# Loading Modules

In [1]:
from matplotlib import interactive
import seaborn as sns
import numpy as np
import pandas as pd
import csv
import datetime
import matplotlib.pyplot as plt
from sklearn.utils import resample
from sklearn.metrics import confusion_matrix, classification_report, recall_score, precision_recall_curve
from sklearn.cross_validation import train_test_split, cross_val_score, KFold
from patsy import dmatrices
from sklearn.ensemble import RandomForestClassifier
from sklearn.linear_model import LogisticRegression, LogisticRegressionCV
from sklearn.naive_bayes import BernoulliNB
from sklearn.grid_search import GridSearchCV
import statsmodels.api as sm
from sklearn.ensemble import GradientBoostingClassifier
from sklearn.svm import LinearSVC

In [2]:
def prob_adjusted_outcome(model_probabilities,threshold):
    y_adjusted=[]
    for prob in model_probabilities:
        if prob[1] > threshold:
            y_adjusted.append(True)
        else:
            y_adjusted.append(False)
    return y_adjusted

# Loading Dataset and Reordering Data

In [3]:
filename='ATA_data.csv'

df = pd.read_csv(filename)
df=df.drop('Unnamed: 0',1)

df.columns.unique()

cats_to_keep=['entertainment', 'games', 'lifestyle', 'music', 'photography', 'productivity', 
             'social_networking', 'sports', 'travel', 'utilities']

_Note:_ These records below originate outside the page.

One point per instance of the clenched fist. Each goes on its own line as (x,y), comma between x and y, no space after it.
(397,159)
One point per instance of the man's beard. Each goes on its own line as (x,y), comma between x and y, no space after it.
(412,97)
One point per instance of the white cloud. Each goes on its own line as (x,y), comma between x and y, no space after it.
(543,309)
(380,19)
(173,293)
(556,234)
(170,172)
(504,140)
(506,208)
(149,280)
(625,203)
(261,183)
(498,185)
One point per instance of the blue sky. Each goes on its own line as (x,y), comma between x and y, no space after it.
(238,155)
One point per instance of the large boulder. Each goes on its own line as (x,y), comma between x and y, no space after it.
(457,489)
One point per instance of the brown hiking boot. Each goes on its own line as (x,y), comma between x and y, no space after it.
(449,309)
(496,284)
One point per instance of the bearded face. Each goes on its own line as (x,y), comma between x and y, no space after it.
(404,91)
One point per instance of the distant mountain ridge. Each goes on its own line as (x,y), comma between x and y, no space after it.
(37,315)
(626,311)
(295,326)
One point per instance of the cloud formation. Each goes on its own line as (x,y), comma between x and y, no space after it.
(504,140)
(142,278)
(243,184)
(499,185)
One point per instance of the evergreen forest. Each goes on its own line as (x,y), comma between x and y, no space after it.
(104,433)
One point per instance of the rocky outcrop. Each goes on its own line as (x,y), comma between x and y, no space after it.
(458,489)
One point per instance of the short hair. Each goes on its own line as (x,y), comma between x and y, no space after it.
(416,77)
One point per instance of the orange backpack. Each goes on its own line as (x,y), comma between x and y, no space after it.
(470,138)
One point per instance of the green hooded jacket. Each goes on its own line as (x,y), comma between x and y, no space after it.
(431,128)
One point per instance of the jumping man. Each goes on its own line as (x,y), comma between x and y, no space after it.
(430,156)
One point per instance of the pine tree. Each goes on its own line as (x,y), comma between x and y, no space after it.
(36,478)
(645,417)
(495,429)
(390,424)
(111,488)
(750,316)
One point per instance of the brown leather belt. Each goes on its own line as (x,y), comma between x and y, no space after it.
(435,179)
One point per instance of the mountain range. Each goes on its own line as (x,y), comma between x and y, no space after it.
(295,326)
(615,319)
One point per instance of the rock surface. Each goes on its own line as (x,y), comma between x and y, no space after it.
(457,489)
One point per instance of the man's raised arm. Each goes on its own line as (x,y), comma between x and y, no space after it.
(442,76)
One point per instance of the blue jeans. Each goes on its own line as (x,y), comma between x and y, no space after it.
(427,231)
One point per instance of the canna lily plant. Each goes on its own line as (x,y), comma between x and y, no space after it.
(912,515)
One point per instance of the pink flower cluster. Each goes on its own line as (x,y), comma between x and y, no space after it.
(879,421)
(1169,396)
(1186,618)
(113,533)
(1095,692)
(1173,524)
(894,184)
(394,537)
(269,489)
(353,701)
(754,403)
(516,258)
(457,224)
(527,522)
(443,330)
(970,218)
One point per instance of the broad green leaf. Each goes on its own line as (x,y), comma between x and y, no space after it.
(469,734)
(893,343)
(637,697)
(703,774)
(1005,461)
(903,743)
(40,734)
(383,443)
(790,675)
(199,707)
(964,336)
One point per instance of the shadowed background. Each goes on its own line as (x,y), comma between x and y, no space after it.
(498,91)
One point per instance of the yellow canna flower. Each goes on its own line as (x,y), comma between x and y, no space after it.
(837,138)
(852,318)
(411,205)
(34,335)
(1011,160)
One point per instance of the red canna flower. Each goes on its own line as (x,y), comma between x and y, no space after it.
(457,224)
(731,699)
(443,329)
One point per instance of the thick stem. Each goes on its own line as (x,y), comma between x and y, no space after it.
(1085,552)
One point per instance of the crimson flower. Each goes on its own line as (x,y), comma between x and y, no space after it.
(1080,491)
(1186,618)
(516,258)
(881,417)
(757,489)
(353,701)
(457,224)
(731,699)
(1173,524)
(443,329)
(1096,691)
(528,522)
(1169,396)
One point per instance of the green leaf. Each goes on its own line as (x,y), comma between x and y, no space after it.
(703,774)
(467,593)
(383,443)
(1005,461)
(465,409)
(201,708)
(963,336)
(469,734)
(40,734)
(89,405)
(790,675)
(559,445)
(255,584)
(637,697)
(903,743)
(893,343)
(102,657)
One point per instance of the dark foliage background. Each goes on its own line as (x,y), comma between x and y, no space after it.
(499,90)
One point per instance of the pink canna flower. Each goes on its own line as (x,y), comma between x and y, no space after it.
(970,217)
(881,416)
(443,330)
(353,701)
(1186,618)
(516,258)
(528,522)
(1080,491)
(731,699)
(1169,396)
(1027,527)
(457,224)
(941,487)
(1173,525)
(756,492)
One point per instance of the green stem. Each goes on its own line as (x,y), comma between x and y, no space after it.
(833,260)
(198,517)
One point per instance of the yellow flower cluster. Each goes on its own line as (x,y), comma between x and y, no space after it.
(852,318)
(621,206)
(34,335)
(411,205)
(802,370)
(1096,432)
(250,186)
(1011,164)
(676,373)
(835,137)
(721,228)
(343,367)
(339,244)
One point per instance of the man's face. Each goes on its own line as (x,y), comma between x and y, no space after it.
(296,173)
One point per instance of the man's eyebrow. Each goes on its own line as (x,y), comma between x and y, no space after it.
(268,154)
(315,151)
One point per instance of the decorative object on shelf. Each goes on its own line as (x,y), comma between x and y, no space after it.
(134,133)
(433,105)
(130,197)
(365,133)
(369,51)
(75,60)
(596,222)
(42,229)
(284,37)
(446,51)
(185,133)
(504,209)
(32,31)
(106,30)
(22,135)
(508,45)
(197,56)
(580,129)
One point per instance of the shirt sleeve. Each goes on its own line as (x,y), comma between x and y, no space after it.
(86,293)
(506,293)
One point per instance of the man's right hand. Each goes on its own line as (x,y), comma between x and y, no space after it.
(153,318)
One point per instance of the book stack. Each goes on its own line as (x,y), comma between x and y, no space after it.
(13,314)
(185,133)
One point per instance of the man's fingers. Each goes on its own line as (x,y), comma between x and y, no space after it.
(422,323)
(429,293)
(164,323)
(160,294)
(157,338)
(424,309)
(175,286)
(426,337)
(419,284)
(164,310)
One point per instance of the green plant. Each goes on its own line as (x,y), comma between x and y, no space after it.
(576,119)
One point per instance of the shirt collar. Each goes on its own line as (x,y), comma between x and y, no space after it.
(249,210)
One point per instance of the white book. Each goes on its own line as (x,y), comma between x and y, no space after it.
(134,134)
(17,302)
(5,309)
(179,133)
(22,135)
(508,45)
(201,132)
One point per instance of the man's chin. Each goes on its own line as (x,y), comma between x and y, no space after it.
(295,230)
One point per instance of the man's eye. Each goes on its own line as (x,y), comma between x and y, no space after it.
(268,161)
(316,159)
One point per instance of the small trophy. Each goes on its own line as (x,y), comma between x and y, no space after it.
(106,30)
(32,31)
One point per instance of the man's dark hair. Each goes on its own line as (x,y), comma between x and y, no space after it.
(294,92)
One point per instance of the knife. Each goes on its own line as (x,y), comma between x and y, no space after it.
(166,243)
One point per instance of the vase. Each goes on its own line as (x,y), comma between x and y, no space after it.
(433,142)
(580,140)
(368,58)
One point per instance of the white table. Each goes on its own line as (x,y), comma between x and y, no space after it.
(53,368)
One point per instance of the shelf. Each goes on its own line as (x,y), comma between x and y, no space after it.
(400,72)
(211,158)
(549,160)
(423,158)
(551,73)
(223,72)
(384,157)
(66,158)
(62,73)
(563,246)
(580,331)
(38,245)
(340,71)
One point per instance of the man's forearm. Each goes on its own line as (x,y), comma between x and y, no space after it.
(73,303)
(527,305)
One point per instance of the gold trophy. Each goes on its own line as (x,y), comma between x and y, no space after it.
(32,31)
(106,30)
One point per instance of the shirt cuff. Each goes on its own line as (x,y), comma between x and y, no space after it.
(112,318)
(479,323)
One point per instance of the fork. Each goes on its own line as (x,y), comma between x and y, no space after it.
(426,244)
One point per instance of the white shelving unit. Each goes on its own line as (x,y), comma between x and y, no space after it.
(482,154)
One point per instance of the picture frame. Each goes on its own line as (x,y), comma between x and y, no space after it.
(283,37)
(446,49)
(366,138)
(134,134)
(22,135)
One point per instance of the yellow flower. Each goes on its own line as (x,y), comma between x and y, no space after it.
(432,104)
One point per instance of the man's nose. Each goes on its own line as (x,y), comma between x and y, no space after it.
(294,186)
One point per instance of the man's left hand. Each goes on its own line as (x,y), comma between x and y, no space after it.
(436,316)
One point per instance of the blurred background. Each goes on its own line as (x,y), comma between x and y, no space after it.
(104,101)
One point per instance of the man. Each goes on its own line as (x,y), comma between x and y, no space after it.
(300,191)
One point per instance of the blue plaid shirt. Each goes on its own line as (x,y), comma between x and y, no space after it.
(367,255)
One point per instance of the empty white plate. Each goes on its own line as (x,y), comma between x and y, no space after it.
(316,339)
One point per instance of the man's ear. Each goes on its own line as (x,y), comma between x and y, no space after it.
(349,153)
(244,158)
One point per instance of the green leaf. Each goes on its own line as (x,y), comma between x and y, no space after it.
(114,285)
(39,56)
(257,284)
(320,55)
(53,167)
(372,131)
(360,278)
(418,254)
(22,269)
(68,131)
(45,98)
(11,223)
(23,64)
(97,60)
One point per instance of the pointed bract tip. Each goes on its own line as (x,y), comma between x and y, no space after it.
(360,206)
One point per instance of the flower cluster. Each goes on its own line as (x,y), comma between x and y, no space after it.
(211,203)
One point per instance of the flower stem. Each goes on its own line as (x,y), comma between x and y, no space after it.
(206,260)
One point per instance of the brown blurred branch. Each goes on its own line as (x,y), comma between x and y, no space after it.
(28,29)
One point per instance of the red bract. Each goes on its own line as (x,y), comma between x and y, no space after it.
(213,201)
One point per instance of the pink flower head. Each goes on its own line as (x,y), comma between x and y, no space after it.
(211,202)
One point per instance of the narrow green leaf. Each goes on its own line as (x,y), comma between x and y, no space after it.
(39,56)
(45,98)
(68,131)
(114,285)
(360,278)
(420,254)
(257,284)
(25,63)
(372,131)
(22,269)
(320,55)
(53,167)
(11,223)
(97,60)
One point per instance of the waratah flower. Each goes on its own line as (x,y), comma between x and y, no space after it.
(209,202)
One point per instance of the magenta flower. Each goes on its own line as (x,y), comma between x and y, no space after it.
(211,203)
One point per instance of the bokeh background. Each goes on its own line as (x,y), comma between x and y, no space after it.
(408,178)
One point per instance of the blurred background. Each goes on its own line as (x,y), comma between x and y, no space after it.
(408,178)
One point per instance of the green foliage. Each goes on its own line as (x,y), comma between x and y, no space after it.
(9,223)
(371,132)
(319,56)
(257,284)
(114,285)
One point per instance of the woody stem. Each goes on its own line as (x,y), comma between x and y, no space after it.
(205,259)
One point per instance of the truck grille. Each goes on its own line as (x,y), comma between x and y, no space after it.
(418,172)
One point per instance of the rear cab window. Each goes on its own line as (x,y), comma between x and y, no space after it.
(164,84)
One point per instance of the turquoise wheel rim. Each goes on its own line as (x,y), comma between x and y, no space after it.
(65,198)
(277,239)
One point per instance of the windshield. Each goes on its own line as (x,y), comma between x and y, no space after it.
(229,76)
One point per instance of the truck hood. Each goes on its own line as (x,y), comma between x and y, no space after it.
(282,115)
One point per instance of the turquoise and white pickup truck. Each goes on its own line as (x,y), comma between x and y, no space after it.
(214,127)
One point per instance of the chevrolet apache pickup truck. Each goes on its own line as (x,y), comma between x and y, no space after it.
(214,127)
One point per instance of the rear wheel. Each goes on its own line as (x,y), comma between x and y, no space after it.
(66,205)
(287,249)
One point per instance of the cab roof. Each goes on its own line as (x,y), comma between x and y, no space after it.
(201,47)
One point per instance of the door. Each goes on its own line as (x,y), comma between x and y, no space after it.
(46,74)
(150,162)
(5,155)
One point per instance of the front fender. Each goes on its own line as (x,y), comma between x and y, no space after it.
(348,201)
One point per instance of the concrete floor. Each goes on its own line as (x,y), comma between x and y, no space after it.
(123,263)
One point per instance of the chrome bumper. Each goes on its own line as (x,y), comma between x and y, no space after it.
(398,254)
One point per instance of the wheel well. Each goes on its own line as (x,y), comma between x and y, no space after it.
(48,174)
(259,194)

df=df[df.app_type.isin(cats_to_keep)]

#### Taking interesting features

In [4]:
cols_to_keep=['installed','clicked','impression','app_type','weekday','hours','model','country','publisher_name','language','app_name']
filtered_df=df[cols_to_keep]

### Downsampling, remove the majority class by user set percentage

In [5]:
target_downsampling = 0.50;

False_df=filtered_df[filtered_df['installed'] == False]
Truth_df=filtered_df[filtered_df['installed'] == True]

downsampling=int(np.round((Truth_df.shape[0]/target_downsampling)*(1-target_downsampling)))

#Downsampling by target downsample rate
Downsampled_False=resample(False_df, n_samples=downsampling, random_state=0, replace = False)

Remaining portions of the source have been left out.